The paper looks at a Fair deal for horses and riding, which highlights the need for a country-wide recognition of the importance of horses to the rural way of life.

The paper suggests amongst other things that:

  • The development of bridleways should be encouraged
  • The compulsory nature of horse passports should be repealed
  • A ban on the slaughter of horses for food should be considered
  • Legislation to prevent the spread of Ragwort should be enforced
  • The British Horseracing Board and the Jockey Club should be encouraged and supported in their work to co-ordinate and govern British Racing

    Some of the more controversial issues included in the paper have already given rise to concerns among the rural and equestrian communities.

    The consultation document states that: “Ending the slaughter of horses for food at home and abroad would enable us to confirm the horse as a recreational animal, avoiding the difficulties inherent in it being considered a food producing animal.”

    But such a suggestion seems to run contrary to long-held beliefs in the horse industry. While charities such as the ILPH work hard to improve the welfare of horses for slaughter, and continue to push for a ban on the long-distance slaughter transport of live horses, such organisations have never indicated that a complete ban on the slaughter of horses for food would be in the best interests of equine welfare.

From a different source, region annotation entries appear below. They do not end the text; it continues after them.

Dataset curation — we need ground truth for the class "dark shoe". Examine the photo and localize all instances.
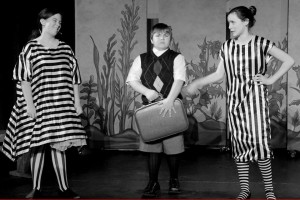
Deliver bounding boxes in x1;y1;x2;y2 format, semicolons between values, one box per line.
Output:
142;181;160;198
169;178;180;194
236;191;251;200
59;188;80;199
25;189;42;199
266;190;276;200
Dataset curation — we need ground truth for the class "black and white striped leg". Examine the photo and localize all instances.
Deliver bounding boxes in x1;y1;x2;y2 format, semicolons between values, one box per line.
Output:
51;148;69;191
258;159;276;200
236;162;251;200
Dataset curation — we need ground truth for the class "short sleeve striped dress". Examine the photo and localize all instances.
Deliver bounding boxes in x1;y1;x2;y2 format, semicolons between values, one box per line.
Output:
220;36;274;162
2;40;86;161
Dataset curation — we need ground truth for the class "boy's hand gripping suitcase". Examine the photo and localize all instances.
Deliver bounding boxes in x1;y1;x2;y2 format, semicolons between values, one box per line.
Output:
134;98;189;142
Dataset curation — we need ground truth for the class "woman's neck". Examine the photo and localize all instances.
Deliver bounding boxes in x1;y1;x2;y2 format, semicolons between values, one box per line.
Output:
235;32;254;44
37;33;59;48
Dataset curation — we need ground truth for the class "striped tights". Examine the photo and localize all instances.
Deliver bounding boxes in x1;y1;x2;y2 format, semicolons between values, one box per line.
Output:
30;146;69;191
236;159;276;200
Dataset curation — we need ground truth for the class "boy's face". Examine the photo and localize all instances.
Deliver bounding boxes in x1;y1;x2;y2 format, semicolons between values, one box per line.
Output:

    A spokesman for the ILPH commented that they “were looking at the consultation paper, and would be offering a response in due course.”

    The limited focus on hunting has also provoked comment from some directions. This is largely because, although the Conservatives mention that they will “allow a repeal of any ban on hunting with hounds”, the paper does not address the broader issues should the current Hunting Bill not receive Royal Assent.

    A spokesman for the Tory Party stressed that the hunting issue “had been dealt with” within the Fair deal for horses and riding, and that riding was one of the most important rural issues.

    James Gray, Shadow Minister for the Countryside has also emphasised that this is “very much a blue skies Consultation Paper rather than any kind of manifesto, but will obviously form the basis of our approach to shooting, fishing and horses and riders when in Government”.

    He has asked for responses by the end of August. The paper is available from James Gray MP, House of Commons, London SW1A 0AA.